Roxane Gardner, MD, MSHPEd, DSc
Executive Director, Center for Medical Simulation
Assistant Professor-Obstetrics, Gynecology at Harvard Medical School
Department of OB/GYN at Brigham and Women’s Hospital
Division of Adolescent Gynecology at Boston Children’s Hospital
Department of Anesthesia, Critical Care and Pain Medicine at Massachusetts General Hospital
Roxane: There’s a lot more turnover. And with the turnover, there’s new nurses that are being pushed through their educational system – and they may or not be ready to jump into a ward and start taking care of patients. So if you set them up in that way and they’re encountering things that they’re really not comfortable dealing with, and their higher ups, their more experienced nurse clinician colleagues, are stressed because they’re doing more work themselves, then everybody quits a little bit more frequently, right? They get burnout, they get frustrated, they don’t feel valued, etc.
I think the onboarding is really important and simulation has a really integral role. So you can, with simulation, standardize some scenarios that reflect whatever it is that’s the acuity of that particular ward. The new nurses who are coming on board can gain some more familiarity and comfort – and not only just with the situation medically, but how their system works. Where is their medication device? Where do you call for help? Just helping them familiarize themselves with their environment and what resources are available.

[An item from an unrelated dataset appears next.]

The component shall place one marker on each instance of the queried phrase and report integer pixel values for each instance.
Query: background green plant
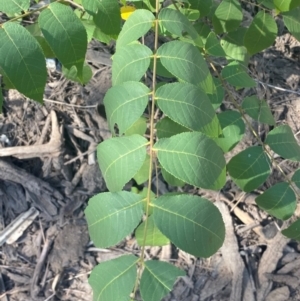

With simulation, you can do that in a standardized way and have people go through and then be able to give them feedback on their progress, their improvement, how well they’re doing and give them opportunities to try again if they’re still not getting some aspect of that care pathway.
Connie M. Lopez, MSN, CNS, CPHRM, CHSEA, FSSH
Quality and Safety Improvement Consultant, Maternal Child Health Patient Safety
Patient Safety (KFH/HP), Northern California Region
Kaiser Permanente
Connie: Simulation can help with new nurses tremendously. So one of my experiences as a manager in an OB unit was to bring new nurses on board and team them with an experienced nurse. And I had a checklist of all the experiences that they should encounter in their 12-week orientation. And if they didn’t have the opportunity to encounter the actual experience, such as a hemorrhage or a shoulder dystocia or an emergency C-section, or even a diabetic patient, I would set up a simulation.
And so the teams – the experienced nurse and the new nurse – would meet with me weekly, we would go through their encounters and then I would just circle the areas in which we would then need to set up a simulation. So it’s a great opportunity to set up something that doesn’t always happen on demand, and so we can make it happen in a simulated setting and give them that experience.